Continuous Exposure to Methotrexate (MTX) Overcomes Resistance in Childhood Acute Myeloid Leukemia (AML) in Vitro

Abstract • 194

In the treatment of childhood precursor B- acute lymphoblastic leukemia (pre-B ALL) MTX is considered a clinically effective and important drug, whereas childhood AML is regarded to be intrinsically resistant. This is based on data from the literature in which children with AML showed less response to relatively low-dose MTX (mostly by iv push) in comparison with patients with pre-B ALL. We adapted an MTX sensitivity assay based upon the MTX-induced inhibition of the thymidylate synthase (TS)-catalyzed conversion of ³H-dUMP to dTMP and ³H₂O. Blasts from children with pre-B ALL and AML were also analyzed for ³H-MTX accumulation and -polyglutamylation as well as for levels of folylpolyglutamate synthetase (FPGS), which catalyses the formation of polyglutamates and of folylpolyglutamate hydrolase (FPGH), which breaks down the polyglutamates. Results: we analyzed AML cells from 22 children and compared them with untreated ALL-cells from 43 pre-B ALL patients.

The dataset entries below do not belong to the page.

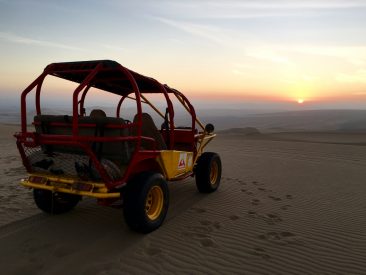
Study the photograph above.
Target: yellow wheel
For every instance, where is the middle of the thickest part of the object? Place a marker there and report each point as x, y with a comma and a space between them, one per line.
145, 202
208, 172
214, 172
154, 202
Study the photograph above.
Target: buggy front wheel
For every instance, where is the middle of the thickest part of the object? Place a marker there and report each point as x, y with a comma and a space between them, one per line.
146, 201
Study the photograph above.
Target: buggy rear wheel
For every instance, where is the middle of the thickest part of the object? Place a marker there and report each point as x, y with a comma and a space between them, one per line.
208, 172
146, 201
55, 202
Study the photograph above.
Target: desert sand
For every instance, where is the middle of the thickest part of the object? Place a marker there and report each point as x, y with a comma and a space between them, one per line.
289, 203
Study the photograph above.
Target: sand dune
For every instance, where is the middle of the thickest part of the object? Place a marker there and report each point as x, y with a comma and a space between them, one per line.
288, 204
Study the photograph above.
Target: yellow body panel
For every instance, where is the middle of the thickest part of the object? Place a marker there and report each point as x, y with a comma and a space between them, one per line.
175, 163
69, 185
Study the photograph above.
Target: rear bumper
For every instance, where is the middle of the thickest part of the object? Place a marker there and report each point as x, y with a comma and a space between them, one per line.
69, 185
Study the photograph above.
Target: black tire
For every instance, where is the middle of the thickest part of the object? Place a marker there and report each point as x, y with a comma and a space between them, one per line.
146, 202
208, 172
55, 202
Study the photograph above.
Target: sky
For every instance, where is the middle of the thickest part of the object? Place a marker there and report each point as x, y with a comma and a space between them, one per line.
231, 53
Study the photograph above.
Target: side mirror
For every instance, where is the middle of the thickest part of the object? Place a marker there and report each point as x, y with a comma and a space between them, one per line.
209, 128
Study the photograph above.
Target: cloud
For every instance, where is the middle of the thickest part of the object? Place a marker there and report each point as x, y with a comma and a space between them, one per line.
357, 77
268, 55
244, 9
29, 41
113, 47
212, 33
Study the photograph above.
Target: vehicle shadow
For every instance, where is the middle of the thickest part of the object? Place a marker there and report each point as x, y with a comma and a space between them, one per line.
89, 233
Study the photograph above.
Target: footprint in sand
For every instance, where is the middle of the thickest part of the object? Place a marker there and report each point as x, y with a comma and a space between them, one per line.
257, 251
63, 251
252, 214
198, 210
281, 238
285, 207
202, 233
272, 218
255, 202
234, 217
152, 251
275, 198
207, 242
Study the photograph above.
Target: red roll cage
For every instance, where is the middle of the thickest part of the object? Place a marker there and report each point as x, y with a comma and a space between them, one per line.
111, 77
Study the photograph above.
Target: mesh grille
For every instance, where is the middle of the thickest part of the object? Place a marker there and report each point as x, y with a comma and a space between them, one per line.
74, 164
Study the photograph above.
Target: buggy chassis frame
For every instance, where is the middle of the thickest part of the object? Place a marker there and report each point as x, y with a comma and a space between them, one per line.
111, 77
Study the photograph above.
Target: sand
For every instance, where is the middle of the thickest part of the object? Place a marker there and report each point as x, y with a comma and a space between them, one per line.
288, 204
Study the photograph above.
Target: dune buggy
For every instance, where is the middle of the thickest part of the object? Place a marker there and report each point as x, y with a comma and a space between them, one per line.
112, 158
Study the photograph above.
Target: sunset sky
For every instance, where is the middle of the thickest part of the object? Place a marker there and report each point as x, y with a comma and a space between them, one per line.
239, 51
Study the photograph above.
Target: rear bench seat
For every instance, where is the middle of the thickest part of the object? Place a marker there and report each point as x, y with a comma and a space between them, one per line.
119, 152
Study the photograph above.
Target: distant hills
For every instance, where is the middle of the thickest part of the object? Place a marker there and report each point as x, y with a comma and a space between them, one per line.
309, 120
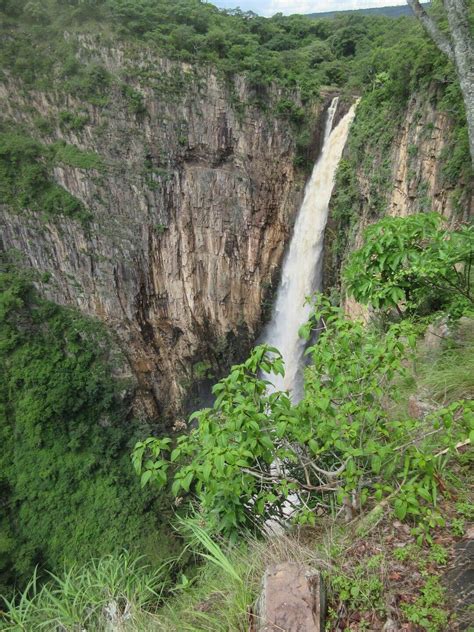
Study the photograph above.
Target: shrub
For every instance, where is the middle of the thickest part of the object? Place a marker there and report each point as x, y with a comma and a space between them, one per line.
254, 451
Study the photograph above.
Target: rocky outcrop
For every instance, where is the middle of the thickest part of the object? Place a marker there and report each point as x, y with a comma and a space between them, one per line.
292, 599
191, 213
407, 179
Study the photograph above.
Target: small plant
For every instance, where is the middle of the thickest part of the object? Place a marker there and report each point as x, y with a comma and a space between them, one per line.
428, 611
438, 554
107, 593
458, 526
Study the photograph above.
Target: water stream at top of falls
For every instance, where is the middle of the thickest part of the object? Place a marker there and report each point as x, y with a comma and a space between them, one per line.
302, 266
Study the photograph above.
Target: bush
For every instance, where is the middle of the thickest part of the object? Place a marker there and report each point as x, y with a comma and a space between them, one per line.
413, 264
254, 451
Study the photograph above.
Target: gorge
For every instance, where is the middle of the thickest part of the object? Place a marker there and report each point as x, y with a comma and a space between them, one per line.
302, 268
175, 181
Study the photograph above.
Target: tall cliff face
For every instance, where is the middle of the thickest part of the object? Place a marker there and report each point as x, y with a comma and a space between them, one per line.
192, 196
395, 167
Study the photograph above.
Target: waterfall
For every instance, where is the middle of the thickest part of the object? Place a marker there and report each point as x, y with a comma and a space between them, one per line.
302, 266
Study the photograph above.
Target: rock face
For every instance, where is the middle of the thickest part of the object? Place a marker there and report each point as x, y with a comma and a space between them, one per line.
191, 214
413, 182
291, 600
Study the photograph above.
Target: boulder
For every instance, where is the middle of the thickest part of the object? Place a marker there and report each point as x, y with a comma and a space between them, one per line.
292, 600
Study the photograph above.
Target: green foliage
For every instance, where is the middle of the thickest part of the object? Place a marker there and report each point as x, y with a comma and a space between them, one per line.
111, 591
25, 180
74, 157
66, 486
413, 263
428, 611
336, 447
363, 588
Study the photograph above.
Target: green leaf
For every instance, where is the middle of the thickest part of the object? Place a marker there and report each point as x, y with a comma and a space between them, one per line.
145, 477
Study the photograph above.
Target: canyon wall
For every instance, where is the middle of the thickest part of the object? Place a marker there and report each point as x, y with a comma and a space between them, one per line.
192, 200
408, 174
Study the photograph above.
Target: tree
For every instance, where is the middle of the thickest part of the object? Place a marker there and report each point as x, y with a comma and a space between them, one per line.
413, 263
458, 46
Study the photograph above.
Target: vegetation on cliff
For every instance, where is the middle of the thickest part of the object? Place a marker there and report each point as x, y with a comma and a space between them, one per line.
352, 443
67, 487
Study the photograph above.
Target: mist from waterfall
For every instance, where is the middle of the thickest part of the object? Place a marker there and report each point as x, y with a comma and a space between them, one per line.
302, 266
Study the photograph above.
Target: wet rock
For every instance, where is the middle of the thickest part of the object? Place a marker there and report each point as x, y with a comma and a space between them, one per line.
292, 600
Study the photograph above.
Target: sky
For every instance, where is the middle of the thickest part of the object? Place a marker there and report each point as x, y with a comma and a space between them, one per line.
270, 7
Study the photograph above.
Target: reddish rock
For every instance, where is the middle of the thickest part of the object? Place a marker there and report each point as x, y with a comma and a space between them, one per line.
292, 600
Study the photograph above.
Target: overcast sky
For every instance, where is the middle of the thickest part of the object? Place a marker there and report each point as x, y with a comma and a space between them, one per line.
270, 7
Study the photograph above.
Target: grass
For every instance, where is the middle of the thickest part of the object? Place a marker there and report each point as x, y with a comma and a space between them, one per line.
113, 591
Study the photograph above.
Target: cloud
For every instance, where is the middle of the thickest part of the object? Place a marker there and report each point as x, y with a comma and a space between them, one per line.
270, 7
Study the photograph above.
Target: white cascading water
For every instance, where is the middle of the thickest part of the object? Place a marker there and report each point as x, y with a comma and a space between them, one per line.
301, 274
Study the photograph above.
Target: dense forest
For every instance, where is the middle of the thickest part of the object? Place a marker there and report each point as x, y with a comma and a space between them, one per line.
108, 520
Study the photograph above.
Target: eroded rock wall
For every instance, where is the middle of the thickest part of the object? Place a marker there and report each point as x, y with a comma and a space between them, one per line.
414, 180
191, 214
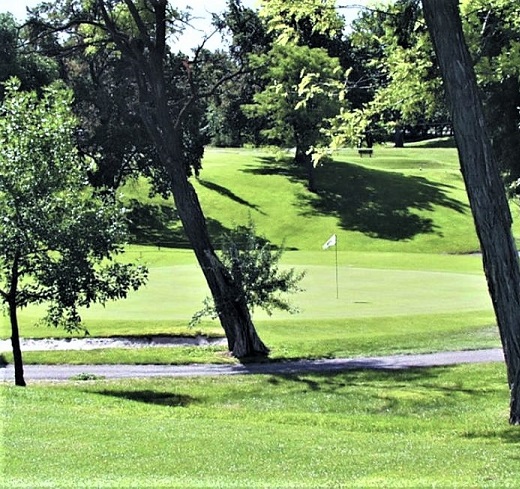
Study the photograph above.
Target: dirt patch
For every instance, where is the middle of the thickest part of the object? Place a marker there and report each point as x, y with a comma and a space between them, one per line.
46, 344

AML cells were 6- fold more resistant to MTX after a 3 hour MTX-exposure followed by a drug-free period (IC₅₀ values 2.2 µM and 0.38 µM, resp.; p<0.001), but no difference in resistance was seen after a 21 hours continuous MTX exposure. Accumulation of the pharmacologically important long chain polyglutamates (MTX-Glu_4-6), after a 24 hour exposure to 1 µM ³H-MTX, was 4-fold higher for 40 pre-B ALL patients compared to 14 AML patients (906 and 225 pmol/10⁹cells, resp.; p<0.001). The activity of FPGS was 2-fold lower in 19 AML samples compared to 39 pre-B ALL samples (6.9 vs. 14.6 pmol of MTX-[³H]Glu₂ formed/hr/10⁶ cells, resp.; p=0.004). FPGH was 3-fold higher in 33 AML samples compared to 94 pre-B ALL samples (1.15 vs. 0.36 nmol MTX-Glu₂ hydrolysed/hr/10⁶ cells, resp.; p<0.001). Conclusions: After short term exposure polyglutamylation defects may explain the observed MTX-resistance in childhood AML. However, resistance could be overcome by continuous MTX exposure for 21 hrs. This warrants a clinical trial with continuous infusion of MTX in pediatric AML.